Exactly. The said reality that solving this problem helps many developers who would otherwise not capable of deploying to servers.

[yoz-y]

Much like accessibility, even if you are capable of doing everything by hand, it is usually nicer to have most of the gruntwork handled for you.

[StreamBright]

Well, not necessarily by hand. I never gave up deploying our Java application with Ansible. We could have used Docker but the team decided to use fat jars and Ansible instead. Nowadays with Java 11 you can make those fat jars even slimmer. There was no value proposition for us to change.

[yoz-y]

I did not work much with deployments but one thing I liked with Docker over Ansible is that testing the configurations locally is really easy and independent on the host platform.

[kkapelon]

You are confusing Docker = the deployment artifact with Docker = self-contained runtime perfect for CI/CD

Longer answer here https://thenewstack.io/docker-based-dynamic-tooling-a-freque...

[otabdeveloper1]

I'm not.

My point was that Docker purports to solve the sandboxing and security problems.

In reality, this is something that 90% of people who use Docker don't give a shit about. For the vast majority Docker is just a nice and easy-to-use packaging format.

The sad part is that

a) Docker failed at security.

b) In trying to solve the security problem Docker ended up with a pretty crufty (from a technical point of view) packaging format.

Maybe we need to start from scratch, listen to the devs this time and build something they actually want.

[kkapelon]

>My point was that Docker purports to solve the sandboxing and security problems.

Says who? The article I linked to you says nothing about security.

>Docker failed at security.

If somebody thinks security is the strong feature of Docker he/she is misinformed.

>For the vast majority Docker is just a nice and easy-to-use packaging format

For the vast majority of who? Developers? Sys admins? PMs?

The big advantage of docker is the self-contained environment for CI builds.

[eeZah7Ux]

> A slightly smarter .tar.gz would have solved the problem just as well.

It's called "OS package" ;) and can provide more strict sandboxing using a systemd unit file: unit files provide seccomp, cgroups and more.

[bdavis__]

docker solves 2 problems. first is you have no control over your devs and allow them to install any software from anywhere. and second is you want to sell cpu time from the cloud in an efficient way (for the seller).

[dijksterhuis]

Disagree with both statements.

1) is not a containerisation problem. It’s a team problem. I can jam in a load of npm and pip installs in to a shell install script. Maybe even delete /usr/ for the hell of it. Because the script isn’t isolated from the OS I can cause more damage.

This problem is actually solved by doing code reviews properly and team discussions.

2) errr no.
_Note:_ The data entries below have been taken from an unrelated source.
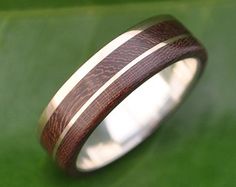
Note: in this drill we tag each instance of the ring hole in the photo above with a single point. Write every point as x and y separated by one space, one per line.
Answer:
137 115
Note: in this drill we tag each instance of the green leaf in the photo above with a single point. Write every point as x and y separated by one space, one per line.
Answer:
43 42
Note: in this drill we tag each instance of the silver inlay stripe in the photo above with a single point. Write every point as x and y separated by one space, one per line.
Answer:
108 83
89 65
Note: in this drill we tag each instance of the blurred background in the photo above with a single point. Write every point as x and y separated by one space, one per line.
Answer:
43 42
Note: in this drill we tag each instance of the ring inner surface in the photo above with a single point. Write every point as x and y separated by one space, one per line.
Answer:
137 115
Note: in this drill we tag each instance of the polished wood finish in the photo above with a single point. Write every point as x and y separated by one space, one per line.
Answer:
118 90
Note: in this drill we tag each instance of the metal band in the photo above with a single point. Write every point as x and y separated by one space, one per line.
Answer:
109 77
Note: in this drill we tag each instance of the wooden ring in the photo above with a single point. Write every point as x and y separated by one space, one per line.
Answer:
160 47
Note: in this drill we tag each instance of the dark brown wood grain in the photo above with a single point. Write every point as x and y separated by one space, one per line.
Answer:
96 112
102 73
73 141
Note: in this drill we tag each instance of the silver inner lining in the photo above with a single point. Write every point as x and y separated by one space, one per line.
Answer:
137 116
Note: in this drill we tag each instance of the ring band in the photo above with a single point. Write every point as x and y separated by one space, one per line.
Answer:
121 94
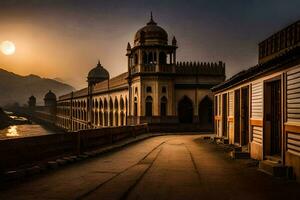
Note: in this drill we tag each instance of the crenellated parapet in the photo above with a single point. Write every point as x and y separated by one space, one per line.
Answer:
205 68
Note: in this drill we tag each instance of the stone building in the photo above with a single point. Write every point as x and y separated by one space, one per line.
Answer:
259 109
156 88
32 102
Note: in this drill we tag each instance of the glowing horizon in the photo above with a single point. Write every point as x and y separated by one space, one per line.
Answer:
65 40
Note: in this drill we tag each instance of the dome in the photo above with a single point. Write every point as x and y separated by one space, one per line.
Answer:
151 34
32 97
50 96
98 74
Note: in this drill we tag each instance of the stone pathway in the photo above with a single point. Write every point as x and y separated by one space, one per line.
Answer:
163 167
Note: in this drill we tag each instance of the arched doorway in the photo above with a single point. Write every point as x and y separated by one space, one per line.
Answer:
149 106
163 106
205 112
185 110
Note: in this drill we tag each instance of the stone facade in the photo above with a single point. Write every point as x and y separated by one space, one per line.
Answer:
156 89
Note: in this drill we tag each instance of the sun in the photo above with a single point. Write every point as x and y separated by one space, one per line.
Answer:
8 47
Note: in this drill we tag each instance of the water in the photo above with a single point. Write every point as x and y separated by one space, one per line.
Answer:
25 130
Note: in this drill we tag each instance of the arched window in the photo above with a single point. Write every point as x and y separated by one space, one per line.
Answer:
122 118
101 104
111 118
111 105
96 103
101 118
185 110
205 112
162 58
148 106
144 57
96 118
116 104
121 104
105 104
105 118
148 89
135 59
135 107
163 106
116 118
150 58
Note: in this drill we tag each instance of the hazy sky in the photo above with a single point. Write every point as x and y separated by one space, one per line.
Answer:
65 39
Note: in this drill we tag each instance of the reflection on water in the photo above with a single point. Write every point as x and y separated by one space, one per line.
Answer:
12 131
25 130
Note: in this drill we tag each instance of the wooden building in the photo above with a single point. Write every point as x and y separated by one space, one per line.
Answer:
259 109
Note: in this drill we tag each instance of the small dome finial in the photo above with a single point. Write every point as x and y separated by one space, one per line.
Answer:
151 22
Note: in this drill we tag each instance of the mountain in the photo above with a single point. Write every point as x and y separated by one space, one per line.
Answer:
17 88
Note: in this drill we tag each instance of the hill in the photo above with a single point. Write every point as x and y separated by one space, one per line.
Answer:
17 88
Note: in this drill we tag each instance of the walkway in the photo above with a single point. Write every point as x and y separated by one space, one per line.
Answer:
164 167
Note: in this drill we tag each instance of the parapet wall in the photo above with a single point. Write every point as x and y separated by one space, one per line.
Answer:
201 68
21 152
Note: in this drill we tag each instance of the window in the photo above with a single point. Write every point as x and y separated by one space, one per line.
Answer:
135 107
163 106
148 89
162 58
145 60
148 106
135 59
150 58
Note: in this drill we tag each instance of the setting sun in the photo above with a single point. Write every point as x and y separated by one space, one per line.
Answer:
8 47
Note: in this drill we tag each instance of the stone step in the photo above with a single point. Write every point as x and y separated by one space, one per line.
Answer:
273 168
239 155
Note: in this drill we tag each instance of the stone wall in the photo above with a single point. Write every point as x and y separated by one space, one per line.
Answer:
15 153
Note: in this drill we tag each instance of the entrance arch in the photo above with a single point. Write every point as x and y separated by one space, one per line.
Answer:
205 112
185 110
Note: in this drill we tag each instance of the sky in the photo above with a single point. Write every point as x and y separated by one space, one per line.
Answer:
65 38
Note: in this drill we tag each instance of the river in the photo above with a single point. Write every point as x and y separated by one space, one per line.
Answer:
23 130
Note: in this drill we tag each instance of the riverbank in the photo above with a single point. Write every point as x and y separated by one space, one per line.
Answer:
5 120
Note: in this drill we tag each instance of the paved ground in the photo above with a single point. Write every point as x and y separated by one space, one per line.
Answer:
164 167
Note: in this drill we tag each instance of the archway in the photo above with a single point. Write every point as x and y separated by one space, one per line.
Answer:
148 106
205 112
185 110
163 106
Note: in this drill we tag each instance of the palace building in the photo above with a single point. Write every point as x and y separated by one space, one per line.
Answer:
258 109
156 89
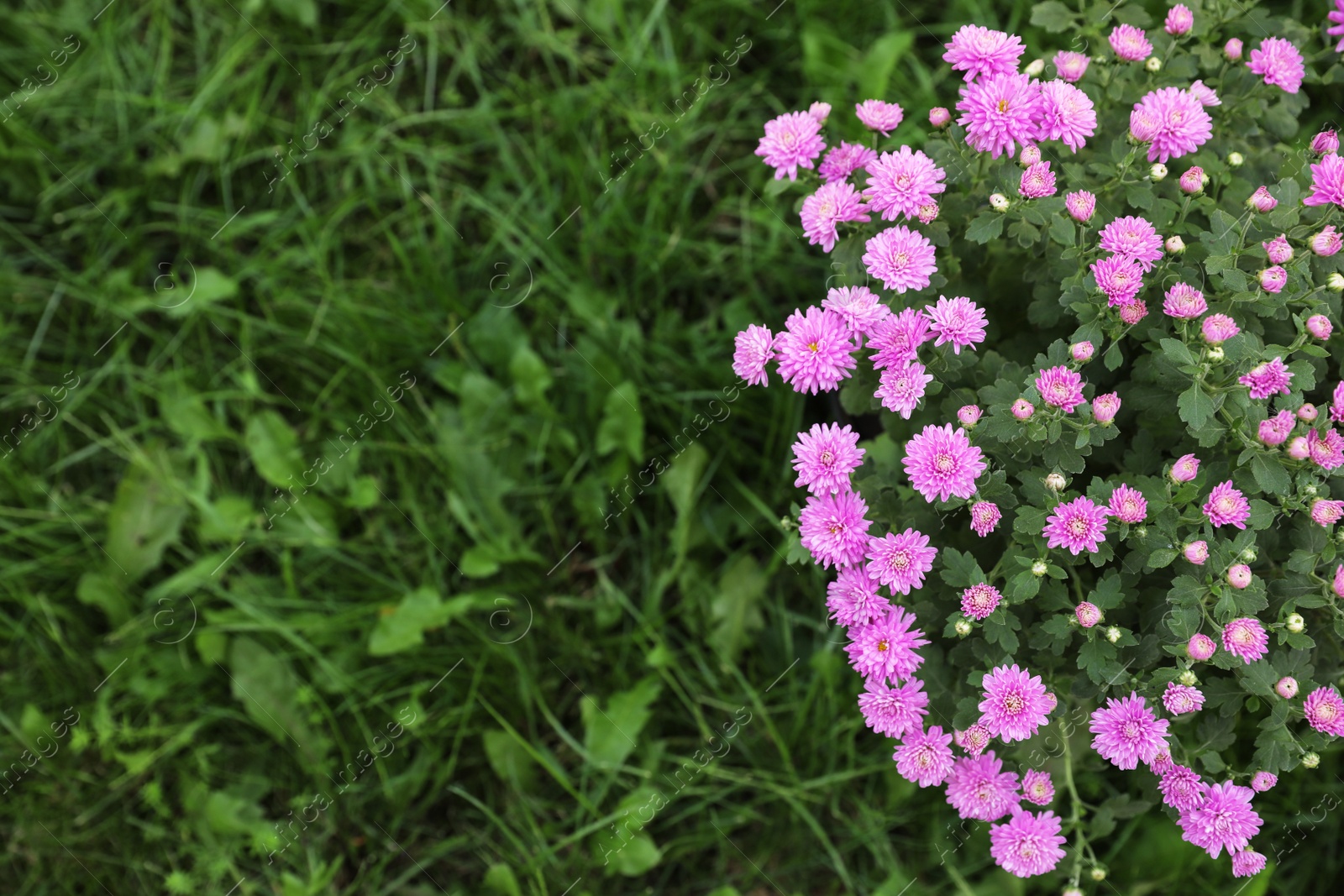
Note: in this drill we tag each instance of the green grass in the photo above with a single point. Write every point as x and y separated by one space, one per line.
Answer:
550 642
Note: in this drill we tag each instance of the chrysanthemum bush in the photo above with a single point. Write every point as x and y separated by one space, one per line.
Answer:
1101 553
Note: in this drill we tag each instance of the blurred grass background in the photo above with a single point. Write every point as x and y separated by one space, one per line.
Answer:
378 510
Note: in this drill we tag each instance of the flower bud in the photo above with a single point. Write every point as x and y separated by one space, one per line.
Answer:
1240 577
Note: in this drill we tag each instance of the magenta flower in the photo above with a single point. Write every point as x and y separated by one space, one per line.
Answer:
1014 705
925 757
1324 711
1182 788
1225 820
790 141
1270 378
981 51
1327 181
979 600
1027 844
1072 66
833 530
832 204
900 183
1131 43
900 560
1184 302
1247 640
815 351
885 649
853 598
1126 731
1182 699
941 463
894 711
1280 63
958 322
1119 277
843 160
1038 788
1173 123
1061 387
753 348
878 114
1000 112
902 387
984 517
900 258
824 457
979 789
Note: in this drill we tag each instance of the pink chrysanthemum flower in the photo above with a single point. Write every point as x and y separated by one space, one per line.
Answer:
925 757
1175 123
984 517
1079 526
1061 387
1038 788
895 340
1324 711
1247 638
1270 378
1000 112
753 348
1225 820
902 387
1119 277
790 141
1280 63
1037 181
1128 506
980 789
1014 705
1182 788
815 351
1027 844
1131 43
853 598
979 600
1066 114
981 51
1126 731
885 649
1135 239
833 530
824 457
958 322
894 711
831 206
1072 66
1182 699
941 463
900 258
1226 506
1327 181
902 181
900 560
878 114
1184 302
843 160
1247 862
859 307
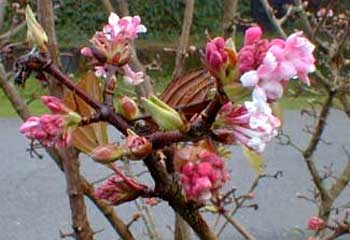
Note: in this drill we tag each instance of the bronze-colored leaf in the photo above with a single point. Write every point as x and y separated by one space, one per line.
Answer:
191 89
88 137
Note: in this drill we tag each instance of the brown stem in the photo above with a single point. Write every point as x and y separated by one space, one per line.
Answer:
181 51
230 11
170 191
47 20
269 11
13 96
80 222
108 211
22 110
311 148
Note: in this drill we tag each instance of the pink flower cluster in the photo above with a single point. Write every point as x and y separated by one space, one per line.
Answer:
203 178
48 129
112 46
55 105
116 190
126 28
270 65
254 50
52 129
252 124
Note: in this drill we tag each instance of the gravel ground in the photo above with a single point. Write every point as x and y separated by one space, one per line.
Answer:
34 206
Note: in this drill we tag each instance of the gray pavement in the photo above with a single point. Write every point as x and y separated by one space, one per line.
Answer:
34 206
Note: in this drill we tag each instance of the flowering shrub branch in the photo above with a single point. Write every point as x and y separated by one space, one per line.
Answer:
192 173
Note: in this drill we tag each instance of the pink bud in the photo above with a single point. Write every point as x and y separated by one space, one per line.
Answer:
316 223
151 201
107 153
55 105
86 52
128 108
252 35
215 54
138 147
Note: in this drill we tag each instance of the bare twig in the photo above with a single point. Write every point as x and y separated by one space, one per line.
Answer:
181 52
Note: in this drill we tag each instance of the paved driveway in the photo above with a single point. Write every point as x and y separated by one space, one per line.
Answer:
33 204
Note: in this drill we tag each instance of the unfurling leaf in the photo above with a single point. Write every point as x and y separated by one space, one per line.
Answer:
255 159
88 137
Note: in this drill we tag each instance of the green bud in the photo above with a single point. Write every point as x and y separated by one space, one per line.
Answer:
107 153
35 34
165 116
72 119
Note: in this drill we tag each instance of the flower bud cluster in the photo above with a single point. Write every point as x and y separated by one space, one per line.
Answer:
111 46
52 130
251 124
270 65
201 179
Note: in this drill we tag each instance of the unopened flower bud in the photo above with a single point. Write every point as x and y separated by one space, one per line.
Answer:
165 116
316 224
72 119
35 34
86 51
107 153
137 147
128 108
151 201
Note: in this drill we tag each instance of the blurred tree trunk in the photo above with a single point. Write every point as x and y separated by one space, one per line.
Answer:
230 10
47 20
3 4
182 229
70 161
181 52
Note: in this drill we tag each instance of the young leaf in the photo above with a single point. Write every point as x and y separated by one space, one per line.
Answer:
255 159
88 137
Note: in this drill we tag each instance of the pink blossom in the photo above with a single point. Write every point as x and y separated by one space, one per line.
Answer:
128 108
131 77
215 55
55 105
100 71
252 35
116 190
270 66
299 51
253 52
52 130
86 51
126 28
204 177
48 129
252 124
111 45
316 223
137 147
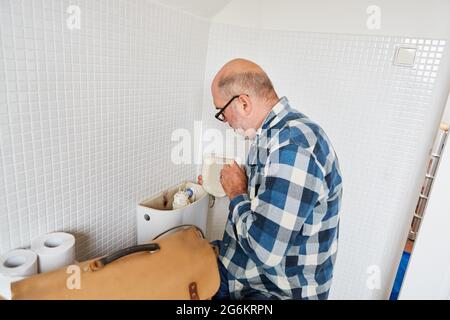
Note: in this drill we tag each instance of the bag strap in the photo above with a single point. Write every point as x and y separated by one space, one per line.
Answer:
96 265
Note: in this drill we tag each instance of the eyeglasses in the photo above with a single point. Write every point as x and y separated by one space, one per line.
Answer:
219 115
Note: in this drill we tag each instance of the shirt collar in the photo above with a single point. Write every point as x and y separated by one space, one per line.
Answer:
275 115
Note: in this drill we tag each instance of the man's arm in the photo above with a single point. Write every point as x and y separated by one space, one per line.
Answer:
291 186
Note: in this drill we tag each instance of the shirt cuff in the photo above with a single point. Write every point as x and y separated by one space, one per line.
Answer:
237 201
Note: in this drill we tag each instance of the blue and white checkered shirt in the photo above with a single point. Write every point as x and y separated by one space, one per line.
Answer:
281 238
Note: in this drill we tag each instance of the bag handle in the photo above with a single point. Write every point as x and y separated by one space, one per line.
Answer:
181 226
100 263
151 248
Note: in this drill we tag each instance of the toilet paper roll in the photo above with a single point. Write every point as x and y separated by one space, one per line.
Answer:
14 266
54 250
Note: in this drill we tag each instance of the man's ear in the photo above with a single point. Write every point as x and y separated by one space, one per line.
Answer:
246 104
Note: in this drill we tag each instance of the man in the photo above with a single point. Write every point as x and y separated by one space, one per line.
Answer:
280 240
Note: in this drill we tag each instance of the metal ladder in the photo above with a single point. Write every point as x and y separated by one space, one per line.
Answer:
433 164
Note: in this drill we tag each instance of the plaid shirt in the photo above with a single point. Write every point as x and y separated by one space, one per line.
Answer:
281 238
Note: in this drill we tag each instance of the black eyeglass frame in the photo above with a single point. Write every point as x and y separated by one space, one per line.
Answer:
222 110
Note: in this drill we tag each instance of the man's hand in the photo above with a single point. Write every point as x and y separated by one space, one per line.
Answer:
233 180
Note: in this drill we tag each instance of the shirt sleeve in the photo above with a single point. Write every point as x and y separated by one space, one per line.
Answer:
291 186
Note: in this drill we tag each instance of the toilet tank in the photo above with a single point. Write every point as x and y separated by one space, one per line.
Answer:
156 214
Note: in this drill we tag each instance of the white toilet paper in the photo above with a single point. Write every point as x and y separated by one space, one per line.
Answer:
14 266
54 250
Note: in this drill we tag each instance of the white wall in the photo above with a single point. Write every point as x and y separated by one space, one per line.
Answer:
381 118
86 115
399 18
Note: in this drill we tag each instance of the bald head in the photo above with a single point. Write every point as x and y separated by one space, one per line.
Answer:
240 76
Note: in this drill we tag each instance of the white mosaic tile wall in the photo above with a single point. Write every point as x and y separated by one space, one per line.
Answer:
86 115
377 116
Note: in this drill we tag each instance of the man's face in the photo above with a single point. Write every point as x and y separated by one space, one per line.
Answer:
231 113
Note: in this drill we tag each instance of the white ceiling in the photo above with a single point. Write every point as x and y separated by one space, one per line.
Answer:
202 8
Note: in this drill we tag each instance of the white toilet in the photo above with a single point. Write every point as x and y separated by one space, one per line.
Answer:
156 214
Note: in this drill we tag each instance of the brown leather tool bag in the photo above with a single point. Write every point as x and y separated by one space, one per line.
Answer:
181 265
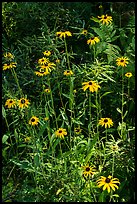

Containers != infrastructure. If you want to deploy on bare metal, you can.

[StreamBright]

Agree with the first one but disagree with the second one. EC2 was selling CPU time long time ago before Docker existed.

[jarfil]

Docker containers provide seccomp, cgroups and more.

Yes, systemd unit files are containers, just like Docker.

[otabdeveloper1]

Indeed you're right, but the problem is that your devs' machines and your production systems are running different OS's/distributions.

Nix tries to solve this, but it isn't there just yet.

[Bootvis]

I know there is cost to this solution but it's a good one:

Use the same OS and similar hardware for development and production.

[randallsquared]

The cost includes making development impossible without internet access, given that devs are not going to be carrying a cluster of servers around with them.

[dijksterhuis]

^ This.

Also means developers can work in whatever environment they want, but the result will be reproducible (almost) anywhere.